2022.11.2
AV監督・二村ヒトシにゴールデン街で恋愛相談「二村さんって、なんでキモチワルいのにモテるんだろう?」
「君は風俗界の燃え殻だ」
二村さんに一度だけお会いしたことがあったのは、2018年11月18日のことだった。はてなブログに書いていた性風俗エッセイが本になったとき、『めっちゃ前向きな風俗放談』というタイトルの出版イベントをロフトプラスワンでやることになった。
友人が経営をしている池袋の風俗店の事務所の一室を借りて、担当編集者の人と誰をイベントのゲストに呼ぼうか打ち合わせをした。30歳前後の若い風俗店の経営者やキャストの方にゲスト登壇を依頼することを決めたあと、二村ヒトシさんも呼ぼうよ、と編集者の人に提案をした。エロいことに前向きだし、放談イベントだからイベント慣れしてる人がいた方がよいし、若い人の中に年配の人がいると引き締まるし、なにより、僕が会ってみたかったからだった。
二村さんの『すべてはモテるためである』を読んだのは、大学三年生の頃だった。2015年ころに人文系の読書会なんかに通っていると、二村さんの本はとにかく話題になっていた。本の冒頭に書かれている「なぜモテないかというと、それは、あなたがキモチワルいからでしょう」という鋭利なフレーズや、モテない人はまず自分のキモチワルさを自覚しようという提案は、これまで読んだモテ指南本では見たことがないもので、自意識が過剰で女性とうまくコミュニケーションすることができず、性風俗店でしか性行為をしたことがなかった自分の心に突き刺さった。また、その本の中で、性風俗店での経験もコミュニケーションの学びになる、ということが書かれていることもよかった。世に流布している性産業に対する言説は、性行為というものが商品化されてしまえばそれだけで直ちに人間性が疎外されてしまうという前提で書かれていたり、性産業の世界にこそ普段は抑圧されている人間の本性があるとでも言いたげな大仰なものであったりで、そこで行われているミクロなコミュニケーションについて抑制的に考察している本に出会うことはほとんどなかった。だから、性風俗店を貶めることも過剰に持ち上げることもせず、そこで繰り広げられている性的なことだって女性とのコミュニケーションをする上で学べることがあるのだ、ということが余計な偏見なく書かれている文章に触れるのは新鮮だった。

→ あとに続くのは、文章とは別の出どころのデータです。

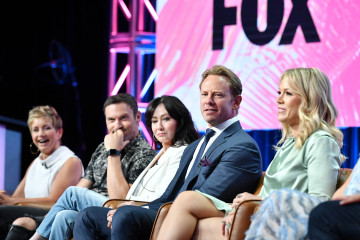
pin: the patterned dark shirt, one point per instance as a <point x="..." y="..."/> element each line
<point x="134" y="158"/>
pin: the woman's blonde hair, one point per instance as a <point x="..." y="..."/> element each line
<point x="317" y="109"/>
<point x="45" y="111"/>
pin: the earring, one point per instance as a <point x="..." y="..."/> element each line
<point x="31" y="149"/>
<point x="154" y="137"/>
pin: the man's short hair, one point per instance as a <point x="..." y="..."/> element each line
<point x="122" y="98"/>
<point x="234" y="80"/>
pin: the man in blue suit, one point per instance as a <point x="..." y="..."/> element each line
<point x="230" y="163"/>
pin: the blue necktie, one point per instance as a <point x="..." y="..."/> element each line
<point x="209" y="133"/>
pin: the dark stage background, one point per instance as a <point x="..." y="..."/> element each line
<point x="34" y="33"/>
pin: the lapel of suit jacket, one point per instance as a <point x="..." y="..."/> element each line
<point x="178" y="180"/>
<point x="142" y="174"/>
<point x="221" y="139"/>
<point x="161" y="161"/>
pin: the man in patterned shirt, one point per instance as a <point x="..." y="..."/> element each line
<point x="114" y="166"/>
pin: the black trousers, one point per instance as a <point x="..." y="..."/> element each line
<point x="8" y="214"/>
<point x="330" y="221"/>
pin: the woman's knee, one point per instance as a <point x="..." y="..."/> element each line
<point x="26" y="222"/>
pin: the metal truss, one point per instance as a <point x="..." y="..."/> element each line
<point x="134" y="44"/>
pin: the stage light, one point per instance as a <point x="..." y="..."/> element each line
<point x="148" y="83"/>
<point x="125" y="10"/>
<point x="121" y="79"/>
<point x="151" y="10"/>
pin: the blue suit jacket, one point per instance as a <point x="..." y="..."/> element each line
<point x="235" y="167"/>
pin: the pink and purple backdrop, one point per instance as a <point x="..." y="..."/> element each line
<point x="184" y="51"/>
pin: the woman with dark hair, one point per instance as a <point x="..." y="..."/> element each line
<point x="185" y="132"/>
<point x="172" y="129"/>
<point x="302" y="174"/>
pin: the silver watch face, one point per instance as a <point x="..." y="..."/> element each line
<point x="113" y="152"/>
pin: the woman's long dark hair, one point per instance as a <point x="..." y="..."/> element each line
<point x="185" y="132"/>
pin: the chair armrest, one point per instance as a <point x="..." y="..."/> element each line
<point x="242" y="218"/>
<point x="113" y="203"/>
<point x="43" y="205"/>
<point x="163" y="211"/>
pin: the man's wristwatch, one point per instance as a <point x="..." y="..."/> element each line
<point x="112" y="152"/>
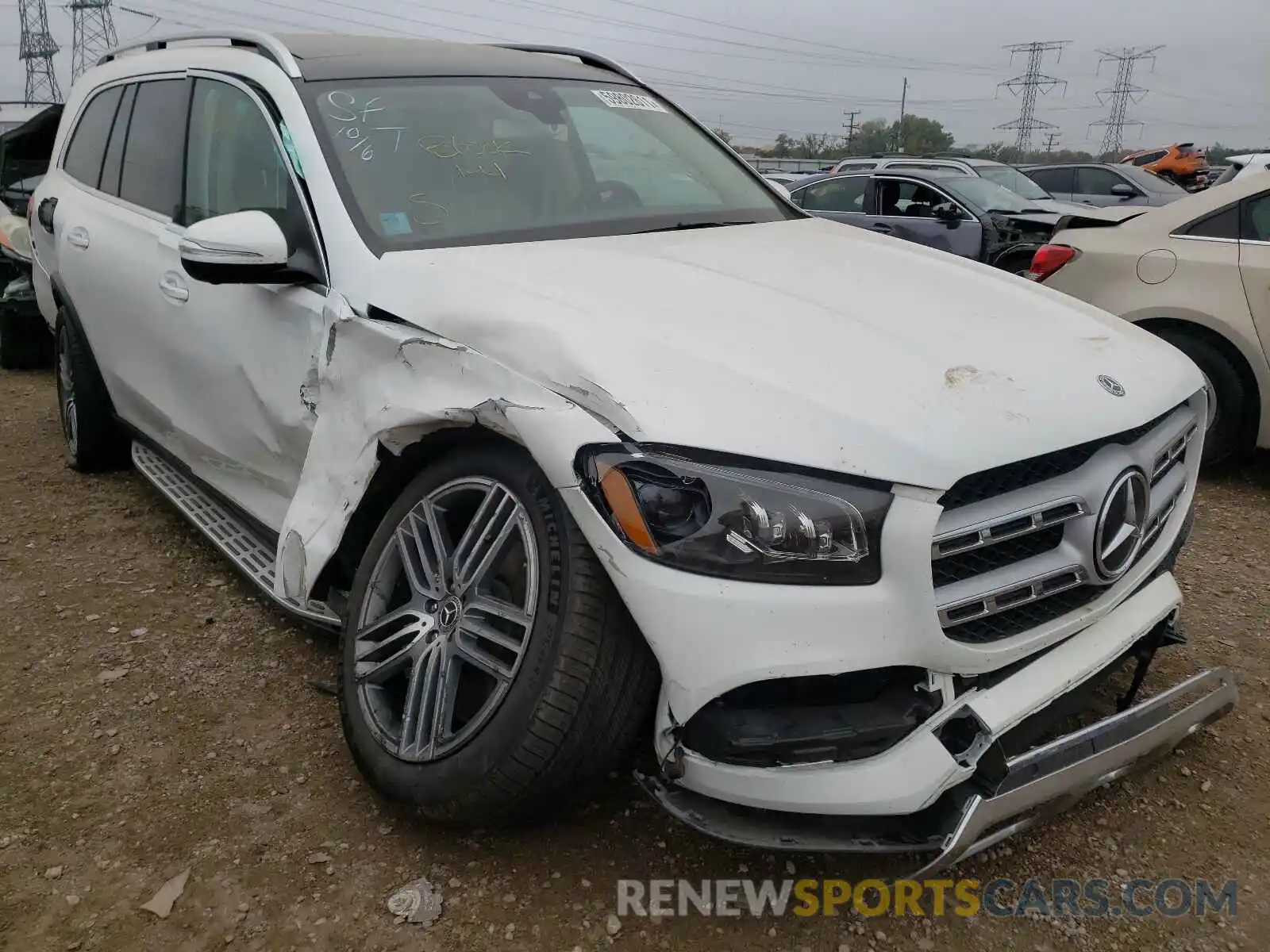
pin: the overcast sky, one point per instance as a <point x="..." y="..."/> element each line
<point x="766" y="67"/>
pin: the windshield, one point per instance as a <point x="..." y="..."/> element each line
<point x="1149" y="181"/>
<point x="461" y="162"/>
<point x="1015" y="181"/>
<point x="987" y="196"/>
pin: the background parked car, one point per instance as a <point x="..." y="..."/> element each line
<point x="784" y="178"/>
<point x="960" y="213"/>
<point x="25" y="152"/>
<point x="1183" y="163"/>
<point x="1198" y="274"/>
<point x="1000" y="173"/>
<point x="25" y="338"/>
<point x="1104" y="184"/>
<point x="1248" y="164"/>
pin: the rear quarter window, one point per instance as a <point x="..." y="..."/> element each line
<point x="87" y="149"/>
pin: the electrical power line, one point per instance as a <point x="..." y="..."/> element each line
<point x="1028" y="86"/>
<point x="1121" y="95"/>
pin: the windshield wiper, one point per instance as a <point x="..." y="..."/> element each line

僕は大学を卒業してから、性風俗店を利用したときのエピソードのエッセイのような文章をはてなブログに趣味で書くようになった。そこで繰り広げられているコミュニケーションは面白いものであり、文章にするほどの価値があるはずだ、という心持ちになれたのは、性風俗店でのコミュニケーションを当たり前のように意味のあるものだと考える、二村ヒトシという人がいることを大学生のときに知ることができたのも大きな理由の一つだった。だから、そのブログが本になった出版イベントに二村さんを呼んで、本の感想を聞いてみたかった。
編集者を経由して二村さんにイベント登壇の依頼をすると、すぐに了承をもらえた。
イベント当日、トランクをころころ転がしながら、真っ赤なコートを着た二村さんがやってきた。
「会ったこともない素人童貞に急にイベントに呼ばれたから、来ました」
控室での挨拶のときから、もうイベントが始まっているかのようなテンションの高さで、二村さんは華がある人なのだと思った。
「二村さん、僕の本を読んだ感想、聞かせてくださいよ」
控室では緊張して聞くことはできなかったから、壇上にあがってお酒を飲んでテンションが上がったところで、二村さんに本の感想を聞いてみた。
「俺、本当はあんまり褒めたくはないんだけど、この本は、男の性の悲哀が書かれている本だな、と思った。勃起をして射精をするという行為は、男が男に成りながらも敢えて萎ませるという、謂わばファルスを手放す行為。風俗はそのためにお金を払うというところに、男の寂しさや切なさが詰まっていて、そのことが書かれているのがこの本のエモさたるところで、君は風俗界の燃え殻だ」
と褒めてくれた。売れっ子作家の燃え殻さんに例えてくれるという、あまりに大仰な褒め言葉だったので嬉しかったけど少し照れもあり、「風俗界の燃え殻って、ザーメンみたいな響きですね」と渾身のボケで返したのだけど、あまりにも僕の声が小さかったからか他の人の声にかき消されてしまい、そのボケは誰にも拾われることなく宙に消えていった。